On May 5, 2011, we notified the trial court that its amended certification was defective and ordered a second amended certification of Rogers’s right to appeal to state that this case is a plea-bargained case and to indicate whether any matters were raised by written motion filed and ruled on before trial or whether the trial judge has given permission to appeal.  See Tex. R. App. P. 25.2(a)(2), (d), (f), 37.1; Dears v. State, 154 S.W.3d 610, 613–15 (Tex. Crim. App. 2005).   On May 18, 2011, we received the trial court’s second amended certification of Rogers’s right to appeal.  The certification states that this “is a plea-bargain case, and the defendant has NO right of appeal.”

On May 18, 2011, we sent the parties a letter notifying them that the appeal may be dismissed unless any party files a response showing grounds for continuing the appeal based upon the new certification.  See Tex. R. App. P. 25.2(d), 43.2(f).  Rogers filed a pro se response arguing that the trial court did not provide him an opportunity to withdraw his guilty plea.  Rogers’s appointed counsel also filed a response arguing that the appeal should be continued because Rogers was originally granted permission to appeal and had an attorney appointed for that purpose and because the sole issue on appeal is whether the trial court impermissibly entered into the plea-bargain process.
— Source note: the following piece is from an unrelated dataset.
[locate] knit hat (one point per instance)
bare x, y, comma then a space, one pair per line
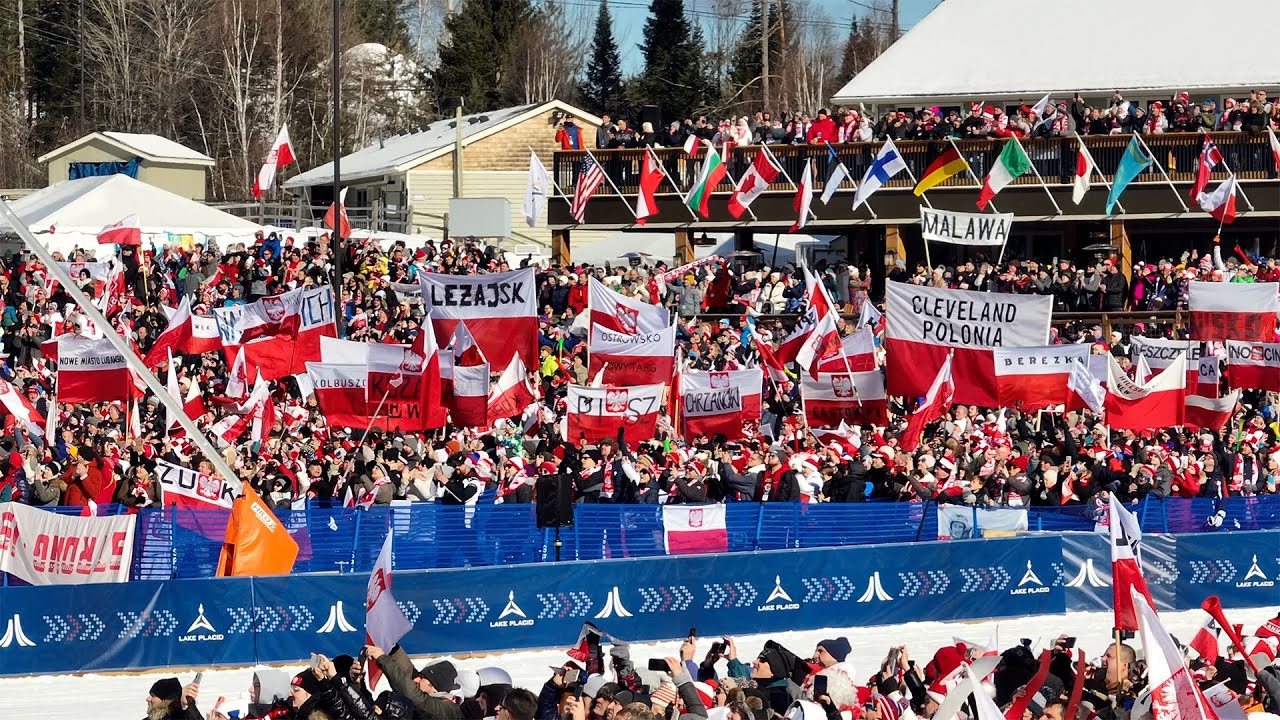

These responses do not show grounds for continuing the appeal.  Rule 25.2(a)(2) provides that a plea-bargaining defendant may appeal only matters that were raised by written motion filed and ruled on before trial or after getting the trial court’s permission to appeal.  Tex. R. App. P. 25.2(a)(2); Chavez v. State, 183 S.W.3d 675, 680 (Tex. Crim. App. 2006) (requiring appellate courts to dismiss prohibited appeal without further action, regardless of basis for appeal).  Rogers’s basis for appeal does not concern matters raised by any written motion filed and ruled on before trial, and the trial court’s second amended certification of appeal does not otherwise give Rogers the right to appeal.  Consequently, because Rogers has no right to appeal, we dismiss the appeal.  See Tex. R. App. P. 25.2(d), 43.2(f); Chavez, 183 S.W.3d at 680.

 

 

SUE WALKER
JUSTICE

 

PANEL:  WALKER, MCCOY, and MEIER, JJ.

 

DO NOT PUBLISH

Tex. R. App. P. 47.2(b)

 

DELIVERED: July 7, 2011

 



[1]See Tex. R. App. P. 47.4.

[2]Rogers entered into a “split” plea bargain with the State, in which the State agreed to recommend five years’ confinement provided that if, before the sentencing hearing, Rogers was charged with a new offense or violated a condition of his bond, or if he failed to appear for the sentencing hearing, then the State agreed to recommend thirty years’ confinement.  After Rogers failed to appear at the sentencing hearing, the trial court sentenced him to thirty years’ imprisonment in accordance with the terms of the plea bargain.